Thanks, Mark! I'm really glad you are following this. Still, I feel I've yet to really get to the point!

Anthony Martin said...

I love understatements. ;-)

J. B. Hood said...

Byron and CT,

I think the ge/eretz ambiguity does arise in Matthew 5:5, J's use of Psalm 37 (originally referred to the Land, but probably leaning cosmic; cf. 5:13-16).

James Mendelsohn said...

Hi Chris,

I also have enjoyed following your blog. However, I think you do indeed "summarise far too much too quickly" when you say, "it mustn’t be forgotten that God chose Israel to be a light to the nations; the world was always his concern, not just this land and this nation as an absolute end in themselves (cf. e.g. Gen 12:1-3, Isa 42:6; 49:6 etc.). Yet Paul realizes that this nation’s mission has been fulfilled and thus set in motion in Christ..."

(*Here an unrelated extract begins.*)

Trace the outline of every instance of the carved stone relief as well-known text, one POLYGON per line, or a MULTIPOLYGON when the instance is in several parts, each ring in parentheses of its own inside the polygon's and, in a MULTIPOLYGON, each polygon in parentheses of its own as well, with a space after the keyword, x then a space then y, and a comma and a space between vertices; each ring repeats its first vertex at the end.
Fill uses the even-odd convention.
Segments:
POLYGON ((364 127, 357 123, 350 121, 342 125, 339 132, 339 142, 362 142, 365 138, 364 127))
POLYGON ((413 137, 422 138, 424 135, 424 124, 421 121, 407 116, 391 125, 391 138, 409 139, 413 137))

Have you read Don Robinson on the ongoing signifcance and purpose of Israel post-Christ? He focusses on the Jewish apostles and the Jerusalem church who fulfill Israel's purposes of bringing light to the nations. Yes, Jesus is the perfect Israelite and succeeds where national Israel largely failed in the OT, but this doesn't invalidate or frustrate God's purposes for physical Israel. In Ephesians, Gentiles are joint heirs with, not instead of, Israel ("we who were the first... and you also"). In Romans 11, (a) Gentiles are grafted in to the Jewish olive tree; and (b) "life from the dead" (which I think in the context means gospel blessings to the Gentiles) comes as a result of the restoration of physical Israel to belief in her Messiah. God still has a commitment to and a role for phsyical Israel. The question is: does this include the gift of the land? And is Romans 11:28-29 - one of the key planks in the argument of restorationist writer Erroll Hulse - relevant here?